Kisah-kisah seputar kelahiran Kristus adalah sebuah drama kehidupan, akumulasi kisah tragis hidup manusia. Jauh berjalan dari Nazaret yang nyaman, lalu terlunta-lunta di Betlehem tanpa tumpangan. Proses kelahiran Kristus sudah mengalami penolakan dan penyingkiran sejak semula. Adakah tempat bagiNya? Rupanya tak ada lagi tempat. Jadilah Kristus Anak Allah lahir di tempat paling hina : kandang ternak dengan semua keburukannya.Terbaring di palungan dengan balutan kain lampin, di malam sunyi yang dingin. Situasi itulah yang bisa menerima kehadiranNya.
Apa yang dapat kita tangkap dari setting kelahiran Kristus saat malam Natal di Betlehem? Inilah lambang kemiskinan dan kelemahan yang nyata. Inilah lambang ketidakberdayaan yang sangat telak memukul sanubari kita. Mengapa Sang Raja tidak memilih lahir di istana? Mengapa Yang maha kuasa tidak memilih hadir lewat keluarga kaya raya? Dan mengapa pula warta keselamatan mula-mula justru diterima oleh gembala-gembala sederhana?

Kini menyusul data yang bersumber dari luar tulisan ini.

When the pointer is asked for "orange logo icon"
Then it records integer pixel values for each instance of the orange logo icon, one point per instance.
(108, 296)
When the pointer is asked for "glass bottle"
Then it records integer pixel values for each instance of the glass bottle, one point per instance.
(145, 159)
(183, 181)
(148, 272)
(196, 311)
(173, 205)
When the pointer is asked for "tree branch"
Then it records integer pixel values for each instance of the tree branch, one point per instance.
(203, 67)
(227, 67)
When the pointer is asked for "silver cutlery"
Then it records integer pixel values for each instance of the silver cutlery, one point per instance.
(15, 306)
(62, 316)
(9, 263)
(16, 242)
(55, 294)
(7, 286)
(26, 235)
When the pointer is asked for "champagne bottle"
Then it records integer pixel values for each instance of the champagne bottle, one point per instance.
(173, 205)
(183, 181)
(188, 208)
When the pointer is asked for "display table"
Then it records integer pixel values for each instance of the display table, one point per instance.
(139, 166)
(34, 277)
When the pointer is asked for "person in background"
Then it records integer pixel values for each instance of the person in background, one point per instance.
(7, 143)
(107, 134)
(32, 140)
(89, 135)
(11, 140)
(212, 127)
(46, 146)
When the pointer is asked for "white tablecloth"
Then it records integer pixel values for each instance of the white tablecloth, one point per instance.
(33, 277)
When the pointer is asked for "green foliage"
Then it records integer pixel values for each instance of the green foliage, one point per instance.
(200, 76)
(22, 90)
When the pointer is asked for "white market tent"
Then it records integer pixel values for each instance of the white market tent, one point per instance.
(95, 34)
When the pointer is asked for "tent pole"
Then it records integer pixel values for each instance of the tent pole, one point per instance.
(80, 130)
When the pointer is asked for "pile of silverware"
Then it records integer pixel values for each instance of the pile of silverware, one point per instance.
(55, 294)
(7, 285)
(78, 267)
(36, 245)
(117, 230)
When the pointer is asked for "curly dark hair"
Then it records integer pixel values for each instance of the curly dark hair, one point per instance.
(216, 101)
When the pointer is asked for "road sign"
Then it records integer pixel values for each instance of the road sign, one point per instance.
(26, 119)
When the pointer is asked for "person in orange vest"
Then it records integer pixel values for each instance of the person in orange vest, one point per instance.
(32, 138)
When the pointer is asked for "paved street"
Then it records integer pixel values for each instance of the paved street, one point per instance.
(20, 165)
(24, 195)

Dengan hati jernih kita mencoba merabanya : Allah sungguh berpihak pada yang miskin papa. Lewat segala kelemahan manusiawi itu Allah mau menyapa umatNya. Warta keselamatan menggambarkan dengan jelas betapa Allah ingin menjadi dan melayani manusia yang paling rendah. Allah tahu bahwa dalam kondisi yang paling lemah, miskin dan tak berdaya manusia menjeritkan kerinduan yang paling murni untuk berjumpa dengan penciptanya. Dalam kondisi seperti itu, manusia hanya mampu bersandar pada Allah, bukan lagi pada kekuatan dan hitung-hitungannya sendiri. Kandang hina menjadi tempat bertemunya kasih Allah dengan kerinduan manusia yang lemah.
Kini kita kembali ke pertanyaan reflektif semula : dimanakah kandang kelahiran Kristus itu kini berada? Ada banyak cara untuk membawa kisah 2000an tahun silam itu dalam konteks kekinian. Refleksi kekinian itu menempatkan kelahiran Yesus dalam sebuah tenda kecil di bawah kolong jembatan layang nan angkuh. Ya, di sebuah kota kecil Magelang refleksi kekinian itu menyeruak di balik carut marutnya bangsa ini.